Commil USA, LLC v. Cisco Systems, Inc. - What You Need to Know
Today, the U.S. Supreme Court held in a 6–2 decision that a belief that a patent is invalid is not a defense to a claim of induced infringement.
Background of the Case
Commil sued Cisco for patent infringement, alleging liability under two theories: direct infringement based on making and using networking equipment, and inducing others to infringe by selling the networking equipment for others to use. After a first trial, Cisco was found liable for direct infringement but not induced infringement. After a second trial, Cisco was found liable for induced infringement. As a defense to the claim of inducement, Cisco sought to introduce evidence that it had a good-faith belief that Commil’s patent was invalid. The district court excluded that evidence as inadmissible. On appeal, the Federal Circuit reversed-in-part, holding that the trial court erred in excluding Cisco’s evidence regarding its good-faith belief of invalidity. The Supreme Court granted certiorari to consider the question whether a good-faith belief in invalidity is a defense to induced infringement.
Before turning to the question presented, the Supreme Court reaffirmed its holding in Global-Tech Appliances, Inc. v. SEB S.A., 563 U.S. ___ (2011), that induced infringement requires knowledge that the induced acts constitute patent infringement. On the question presented, the majority presented several reasons to support its holding that a belief of patent invalidity is not a defense to induced infringement.

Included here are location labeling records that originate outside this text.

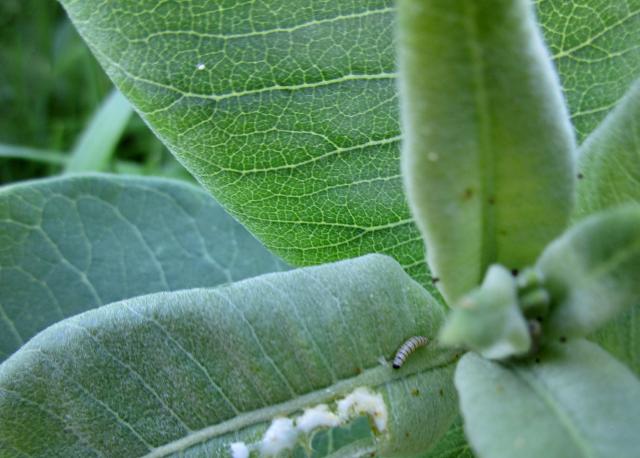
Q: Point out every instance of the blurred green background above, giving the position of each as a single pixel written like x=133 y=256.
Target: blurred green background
x=59 y=111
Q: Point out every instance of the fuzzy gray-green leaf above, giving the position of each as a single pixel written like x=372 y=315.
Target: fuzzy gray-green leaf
x=575 y=401
x=591 y=272
x=488 y=320
x=287 y=110
x=609 y=167
x=75 y=243
x=478 y=89
x=189 y=372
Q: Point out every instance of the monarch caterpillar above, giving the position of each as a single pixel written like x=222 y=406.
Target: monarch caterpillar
x=407 y=348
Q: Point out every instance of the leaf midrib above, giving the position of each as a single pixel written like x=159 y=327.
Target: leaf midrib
x=372 y=377
x=485 y=158
x=538 y=387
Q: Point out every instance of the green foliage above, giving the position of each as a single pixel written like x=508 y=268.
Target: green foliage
x=574 y=400
x=478 y=88
x=292 y=124
x=591 y=272
x=191 y=371
x=488 y=320
x=98 y=141
x=608 y=163
x=610 y=174
x=288 y=113
x=72 y=244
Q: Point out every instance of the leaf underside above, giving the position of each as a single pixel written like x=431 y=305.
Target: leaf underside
x=72 y=244
x=610 y=176
x=187 y=373
x=477 y=89
x=574 y=400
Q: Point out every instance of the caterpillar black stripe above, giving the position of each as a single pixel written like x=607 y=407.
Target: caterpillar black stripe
x=407 y=348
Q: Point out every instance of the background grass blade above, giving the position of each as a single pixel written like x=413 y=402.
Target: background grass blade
x=96 y=145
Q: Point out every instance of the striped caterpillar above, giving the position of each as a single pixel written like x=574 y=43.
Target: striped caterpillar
x=407 y=348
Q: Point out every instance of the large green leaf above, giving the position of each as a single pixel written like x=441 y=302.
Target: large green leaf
x=609 y=165
x=575 y=401
x=609 y=161
x=71 y=244
x=452 y=445
x=477 y=89
x=287 y=110
x=189 y=372
x=596 y=48
x=591 y=272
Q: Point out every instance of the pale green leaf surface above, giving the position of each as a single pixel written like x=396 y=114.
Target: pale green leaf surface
x=488 y=320
x=286 y=112
x=188 y=372
x=477 y=90
x=609 y=164
x=452 y=445
x=591 y=272
x=595 y=45
x=292 y=123
x=71 y=244
x=98 y=141
x=577 y=401
x=609 y=161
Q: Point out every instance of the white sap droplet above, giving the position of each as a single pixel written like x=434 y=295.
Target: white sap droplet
x=317 y=417
x=364 y=401
x=280 y=436
x=239 y=450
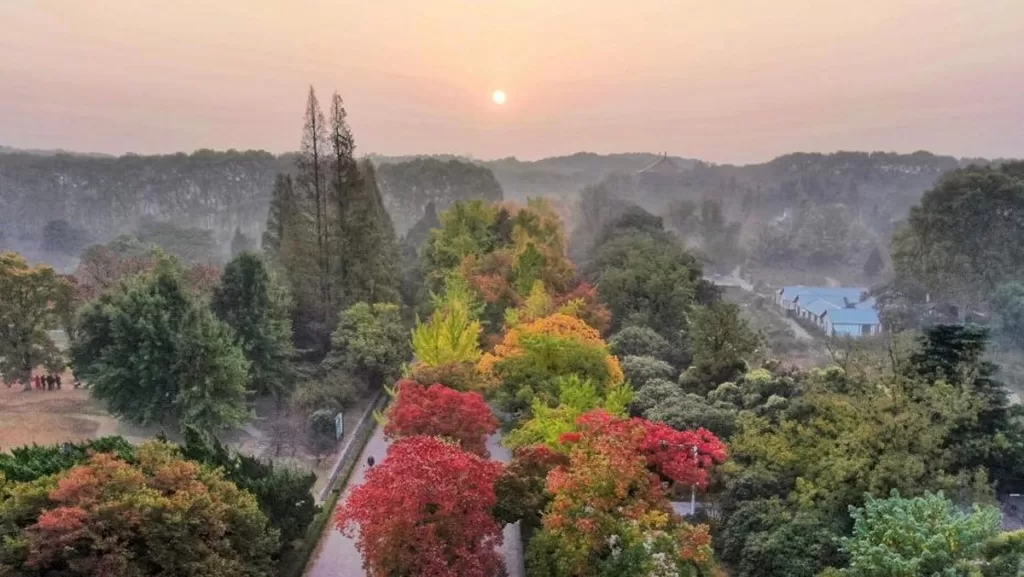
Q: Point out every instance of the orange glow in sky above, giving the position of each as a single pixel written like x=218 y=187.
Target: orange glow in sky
x=727 y=81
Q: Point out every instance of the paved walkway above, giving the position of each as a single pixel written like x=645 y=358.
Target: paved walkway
x=337 y=555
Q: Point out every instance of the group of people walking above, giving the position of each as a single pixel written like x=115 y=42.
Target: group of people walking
x=46 y=382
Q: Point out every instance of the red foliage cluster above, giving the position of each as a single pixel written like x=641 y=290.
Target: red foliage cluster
x=439 y=411
x=426 y=510
x=592 y=312
x=521 y=489
x=669 y=452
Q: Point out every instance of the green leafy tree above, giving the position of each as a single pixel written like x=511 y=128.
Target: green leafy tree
x=452 y=334
x=722 y=343
x=763 y=537
x=323 y=434
x=965 y=239
x=645 y=277
x=955 y=355
x=927 y=535
x=371 y=342
x=467 y=229
x=640 y=341
x=250 y=301
x=683 y=412
x=873 y=264
x=284 y=494
x=34 y=300
x=160 y=516
x=241 y=243
x=370 y=266
x=640 y=370
x=576 y=397
x=1009 y=303
x=154 y=353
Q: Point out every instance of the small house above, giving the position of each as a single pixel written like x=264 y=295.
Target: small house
x=851 y=322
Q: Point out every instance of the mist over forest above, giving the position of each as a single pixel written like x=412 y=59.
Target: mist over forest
x=810 y=211
x=818 y=347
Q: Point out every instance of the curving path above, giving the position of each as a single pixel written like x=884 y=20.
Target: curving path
x=337 y=557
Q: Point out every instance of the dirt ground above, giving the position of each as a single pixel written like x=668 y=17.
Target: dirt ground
x=45 y=417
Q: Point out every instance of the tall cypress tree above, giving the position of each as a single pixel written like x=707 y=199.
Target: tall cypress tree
x=375 y=273
x=344 y=177
x=281 y=199
x=251 y=302
x=312 y=180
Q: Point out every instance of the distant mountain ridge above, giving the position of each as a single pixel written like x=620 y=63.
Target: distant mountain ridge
x=224 y=191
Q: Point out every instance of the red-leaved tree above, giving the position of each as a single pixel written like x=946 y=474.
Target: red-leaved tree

First, the Supreme Court observed that infringement and invalidity are “separate matters” under patent law that appear in different parts of the Patent Act. Providing a defense to induced infringement based on a belief in invalidity would improperly conflate the two issues. Second, the majority reasoned that the proposed defense would undermine the statutory presumption of validity created by Congress. Third, the majority noted that invalidity is an affirmative defense to liability; it is not a defense to infringement. Fourth, the majority noted the existence of practical reasons not to allow the new defense. These include the fact that accused infringers have several ways of obtaining rulings of invalidity, including declaratory judgment actions, inter partes reviews, and ex parte reexaminations, the last of which had been pursued by Cisco in connection with the dispute below.
The majority also observed that validity is often more difficult to determine than infringement, such that the new defense could render litigation more burdensome. Finally, the majority noted other areas of the law that disallow defenses based on a lack of actual knowledge that the conduct at issue violates the law, including contract law and trespassing.
The dissent found each of the majority’s reasons unpersuasive, viewing invalidity and infringement as intertwined issues. “It follows, as night the day, that only valid patents can be infringed.” On the issue of practicality, the dissent expressed concern that the majority’s holding increases the in terrorem power of patent trolls.
The Supreme Court has greatly simplified charges of indirect infringement, clarifying that acts relating to infringement are separate from beliefs of invalidity. Accordingly, alleged infringers cannot complicate a charge of induced infringement by raising a good-faith belief of invalidity. The ruling is the first in a while in which the Supreme Court has ruled in favor of a patent holder. But it continues the trend of the Supreme Court reversing the Federal Circuit on substantive patent law.